Federal Communications Commission (FCC) Commissioner Brendan Carr on Wednesday rejected a call to block entrepreneur Elon Musk from buying Twitter.
"Yesterday, the Open Markets Institute issued a release that called for the FCC, FTC, and DOJ to block Elon Musk’s purchase of Twitter," the FCC wrote in a press release.
The Open Markets Institute argued that the deal is illegal and federal agencies can block the purchase through antitrust laws and other legislation such as the Telegraph acts of 1860 and 1866.
The institute said Musk's takeover of Twitter "poses a number of immediate and direct threats to American democracy and free speech."
Commissioner Carr dismissed the position.
"The FCC has no authority to block Elon Musk’s purchase of Twitter, and to suggest otherwise is absurd," he said. "I would welcome the full FCC making it clear that we will not entertain these types of frivolous argument."
Carr even praised Musk's purchase in an interview Tuesday with Fox Business.

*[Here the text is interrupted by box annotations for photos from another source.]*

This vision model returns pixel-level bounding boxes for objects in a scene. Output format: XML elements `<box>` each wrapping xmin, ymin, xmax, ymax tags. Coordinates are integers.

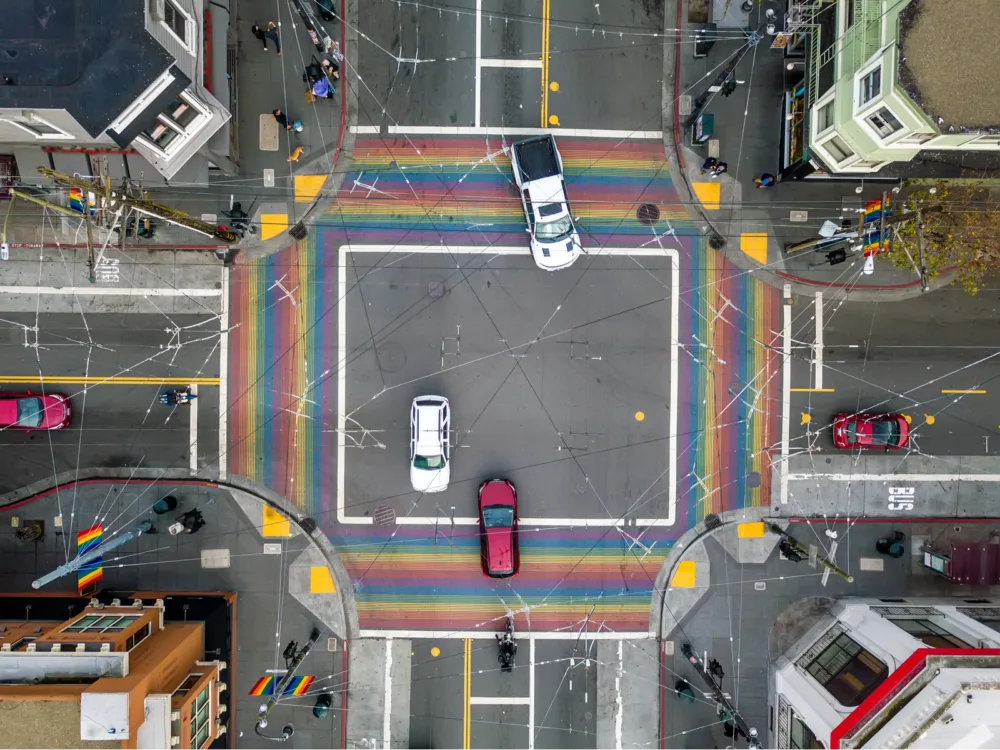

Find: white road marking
<box><xmin>337</xmin><ymin>244</ymin><xmax>680</xmax><ymax>528</ymax></box>
<box><xmin>0</xmin><ymin>286</ymin><xmax>222</xmax><ymax>299</ymax></box>
<box><xmin>475</xmin><ymin>0</ymin><xmax>483</xmax><ymax>128</ymax></box>
<box><xmin>188</xmin><ymin>383</ymin><xmax>198</xmax><ymax>474</ymax></box>
<box><xmin>469</xmin><ymin>695</ymin><xmax>531</xmax><ymax>706</ymax></box>
<box><xmin>479</xmin><ymin>57</ymin><xmax>542</xmax><ymax>68</ymax></box>
<box><xmin>780</xmin><ymin>284</ymin><xmax>792</xmax><ymax>505</ymax></box>
<box><xmin>382</xmin><ymin>636</ymin><xmax>392</xmax><ymax>750</ymax></box>
<box><xmin>358</xmin><ymin>627</ymin><xmax>656</xmax><ymax>640</ymax></box>
<box><xmin>812</xmin><ymin>292</ymin><xmax>823</xmax><ymax>390</ymax></box>
<box><xmin>219</xmin><ymin>266</ymin><xmax>229</xmax><ymax>480</ymax></box>
<box><xmin>788</xmin><ymin>472</ymin><xmax>1000</xmax><ymax>482</ymax></box>
<box><xmin>528</xmin><ymin>633</ymin><xmax>538</xmax><ymax>750</ymax></box>
<box><xmin>389</xmin><ymin>125</ymin><xmax>663</xmax><ymax>141</ymax></box>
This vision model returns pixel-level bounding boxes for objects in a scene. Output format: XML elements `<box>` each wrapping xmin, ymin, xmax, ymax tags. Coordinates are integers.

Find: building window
<box><xmin>821</xmin><ymin>135</ymin><xmax>854</xmax><ymax>164</ymax></box>
<box><xmin>191</xmin><ymin>682</ymin><xmax>212</xmax><ymax>747</ymax></box>
<box><xmin>125</xmin><ymin>622</ymin><xmax>152</xmax><ymax>651</ymax></box>
<box><xmin>163</xmin><ymin>0</ymin><xmax>189</xmax><ymax>45</ymax></box>
<box><xmin>806</xmin><ymin>633</ymin><xmax>889</xmax><ymax>706</ymax></box>
<box><xmin>859</xmin><ymin>67</ymin><xmax>882</xmax><ymax>105</ymax></box>
<box><xmin>788</xmin><ymin>713</ymin><xmax>823</xmax><ymax>750</ymax></box>
<box><xmin>865</xmin><ymin>107</ymin><xmax>903</xmax><ymax>138</ymax></box>
<box><xmin>886</xmin><ymin>618</ymin><xmax>972</xmax><ymax>648</ymax></box>
<box><xmin>62</xmin><ymin>615</ymin><xmax>139</xmax><ymax>633</ymax></box>
<box><xmin>173</xmin><ymin>672</ymin><xmax>202</xmax><ymax>696</ymax></box>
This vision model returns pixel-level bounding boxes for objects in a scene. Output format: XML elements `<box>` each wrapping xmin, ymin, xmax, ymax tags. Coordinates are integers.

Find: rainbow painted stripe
<box><xmin>247</xmin><ymin>675</ymin><xmax>316</xmax><ymax>698</ymax></box>
<box><xmin>76</xmin><ymin>524</ymin><xmax>104</xmax><ymax>595</ymax></box>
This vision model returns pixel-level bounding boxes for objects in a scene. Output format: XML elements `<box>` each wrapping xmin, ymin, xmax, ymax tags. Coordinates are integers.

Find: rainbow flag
<box><xmin>248</xmin><ymin>675</ymin><xmax>316</xmax><ymax>698</ymax></box>
<box><xmin>76</xmin><ymin>524</ymin><xmax>104</xmax><ymax>596</ymax></box>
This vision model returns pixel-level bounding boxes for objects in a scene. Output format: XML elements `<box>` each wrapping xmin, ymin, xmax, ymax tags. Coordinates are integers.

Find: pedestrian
<box><xmin>250</xmin><ymin>21</ymin><xmax>281</xmax><ymax>55</ymax></box>
<box><xmin>271</xmin><ymin>109</ymin><xmax>292</xmax><ymax>130</ymax></box>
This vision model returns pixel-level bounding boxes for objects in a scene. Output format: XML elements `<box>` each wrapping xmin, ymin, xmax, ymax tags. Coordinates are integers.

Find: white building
<box><xmin>0</xmin><ymin>0</ymin><xmax>235</xmax><ymax>184</ymax></box>
<box><xmin>768</xmin><ymin>598</ymin><xmax>1000</xmax><ymax>750</ymax></box>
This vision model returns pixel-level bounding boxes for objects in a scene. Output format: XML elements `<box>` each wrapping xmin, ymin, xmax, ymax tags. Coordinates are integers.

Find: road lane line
<box><xmin>475</xmin><ymin>0</ymin><xmax>483</xmax><ymax>128</ymax></box>
<box><xmin>188</xmin><ymin>383</ymin><xmax>198</xmax><ymax>474</ymax></box>
<box><xmin>0</xmin><ymin>375</ymin><xmax>219</xmax><ymax>385</ymax></box>
<box><xmin>219</xmin><ymin>266</ymin><xmax>229</xmax><ymax>479</ymax></box>
<box><xmin>813</xmin><ymin>292</ymin><xmax>823</xmax><ymax>390</ymax></box>
<box><xmin>479</xmin><ymin>57</ymin><xmax>542</xmax><ymax>68</ymax></box>
<box><xmin>780</xmin><ymin>284</ymin><xmax>792</xmax><ymax>505</ymax></box>
<box><xmin>528</xmin><ymin>633</ymin><xmax>535</xmax><ymax>750</ymax></box>
<box><xmin>387</xmin><ymin>125</ymin><xmax>663</xmax><ymax>140</ymax></box>
<box><xmin>0</xmin><ymin>286</ymin><xmax>222</xmax><ymax>299</ymax></box>
<box><xmin>382</xmin><ymin>637</ymin><xmax>392</xmax><ymax>750</ymax></box>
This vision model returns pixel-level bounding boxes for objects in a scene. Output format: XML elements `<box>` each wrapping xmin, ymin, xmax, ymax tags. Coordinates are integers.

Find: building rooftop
<box><xmin>0</xmin><ymin>699</ymin><xmax>122</xmax><ymax>748</ymax></box>
<box><xmin>899</xmin><ymin>0</ymin><xmax>1000</xmax><ymax>132</ymax></box>
<box><xmin>0</xmin><ymin>0</ymin><xmax>174</xmax><ymax>138</ymax></box>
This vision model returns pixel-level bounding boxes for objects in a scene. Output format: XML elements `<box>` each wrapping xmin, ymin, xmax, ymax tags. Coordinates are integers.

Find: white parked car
<box><xmin>410</xmin><ymin>396</ymin><xmax>451</xmax><ymax>492</ymax></box>
<box><xmin>510</xmin><ymin>135</ymin><xmax>583</xmax><ymax>271</ymax></box>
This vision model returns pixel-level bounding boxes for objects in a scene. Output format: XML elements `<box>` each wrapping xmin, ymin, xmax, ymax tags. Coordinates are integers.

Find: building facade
<box><xmin>768</xmin><ymin>599</ymin><xmax>1000</xmax><ymax>749</ymax></box>
<box><xmin>780</xmin><ymin>0</ymin><xmax>1000</xmax><ymax>177</ymax></box>
<box><xmin>0</xmin><ymin>599</ymin><xmax>227</xmax><ymax>750</ymax></box>
<box><xmin>0</xmin><ymin>0</ymin><xmax>237</xmax><ymax>184</ymax></box>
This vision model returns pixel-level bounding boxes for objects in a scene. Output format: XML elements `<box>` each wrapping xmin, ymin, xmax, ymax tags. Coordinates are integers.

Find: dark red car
<box><xmin>833</xmin><ymin>414</ymin><xmax>910</xmax><ymax>450</ymax></box>
<box><xmin>0</xmin><ymin>391</ymin><xmax>71</xmax><ymax>430</ymax></box>
<box><xmin>479</xmin><ymin>479</ymin><xmax>520</xmax><ymax>578</ymax></box>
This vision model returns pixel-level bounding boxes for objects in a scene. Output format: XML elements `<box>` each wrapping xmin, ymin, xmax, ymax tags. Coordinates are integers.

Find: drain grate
<box><xmin>635</xmin><ymin>203</ymin><xmax>660</xmax><ymax>227</ymax></box>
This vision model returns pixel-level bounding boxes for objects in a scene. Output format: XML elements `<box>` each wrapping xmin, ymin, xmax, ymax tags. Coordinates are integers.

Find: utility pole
<box><xmin>254</xmin><ymin>628</ymin><xmax>319</xmax><ymax>742</ymax></box>
<box><xmin>681</xmin><ymin>643</ymin><xmax>760</xmax><ymax>750</ymax></box>
<box><xmin>31</xmin><ymin>521</ymin><xmax>153</xmax><ymax>589</ymax></box>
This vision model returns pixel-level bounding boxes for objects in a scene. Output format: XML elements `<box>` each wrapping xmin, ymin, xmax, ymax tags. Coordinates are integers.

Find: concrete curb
<box><xmin>662</xmin><ymin>0</ymin><xmax>954</xmax><ymax>302</ymax></box>
<box><xmin>0</xmin><ymin>468</ymin><xmax>360</xmax><ymax>640</ymax></box>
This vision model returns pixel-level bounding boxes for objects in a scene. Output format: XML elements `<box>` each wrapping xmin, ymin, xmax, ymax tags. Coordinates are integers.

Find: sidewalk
<box><xmin>663</xmin><ymin>0</ymin><xmax>949</xmax><ymax>301</ymax></box>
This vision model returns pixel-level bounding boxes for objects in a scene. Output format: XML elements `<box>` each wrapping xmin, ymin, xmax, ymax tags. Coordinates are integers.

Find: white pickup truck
<box><xmin>510</xmin><ymin>135</ymin><xmax>583</xmax><ymax>271</ymax></box>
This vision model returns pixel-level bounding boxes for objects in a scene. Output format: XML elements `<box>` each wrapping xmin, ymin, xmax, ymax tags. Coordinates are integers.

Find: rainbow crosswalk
<box><xmin>229</xmin><ymin>137</ymin><xmax>780</xmax><ymax>632</ymax></box>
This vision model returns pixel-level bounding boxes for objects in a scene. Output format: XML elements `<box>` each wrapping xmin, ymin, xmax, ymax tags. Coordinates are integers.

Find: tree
<box><xmin>888</xmin><ymin>182</ymin><xmax>1000</xmax><ymax>294</ymax></box>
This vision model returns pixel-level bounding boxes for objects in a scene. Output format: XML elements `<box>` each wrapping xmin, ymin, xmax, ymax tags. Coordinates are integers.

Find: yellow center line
<box><xmin>462</xmin><ymin>638</ymin><xmax>472</xmax><ymax>750</ymax></box>
<box><xmin>542</xmin><ymin>0</ymin><xmax>552</xmax><ymax>128</ymax></box>
<box><xmin>0</xmin><ymin>375</ymin><xmax>219</xmax><ymax>385</ymax></box>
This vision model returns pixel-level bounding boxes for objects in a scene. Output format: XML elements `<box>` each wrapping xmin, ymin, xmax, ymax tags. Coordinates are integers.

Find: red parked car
<box><xmin>833</xmin><ymin>414</ymin><xmax>910</xmax><ymax>450</ymax></box>
<box><xmin>479</xmin><ymin>479</ymin><xmax>520</xmax><ymax>578</ymax></box>
<box><xmin>0</xmin><ymin>391</ymin><xmax>71</xmax><ymax>430</ymax></box>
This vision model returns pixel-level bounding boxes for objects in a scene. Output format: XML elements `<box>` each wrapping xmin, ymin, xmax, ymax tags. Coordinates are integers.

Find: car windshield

"There was a pivot point in this country that I think came around 2016 when people started to reach the view, particularly among the hard left, that the free exchange of ideas is incompatible with the outcomes that they want to see at the ballot box," Carr told reporter Maria Bartiromo.
"I’m hopeful that Elon Musk is going to bend Twitter’s content moderation toward a greater embrace of free speech," he said.
Musk has promised that his platform will be neutral and allow for the free exchange of ideas.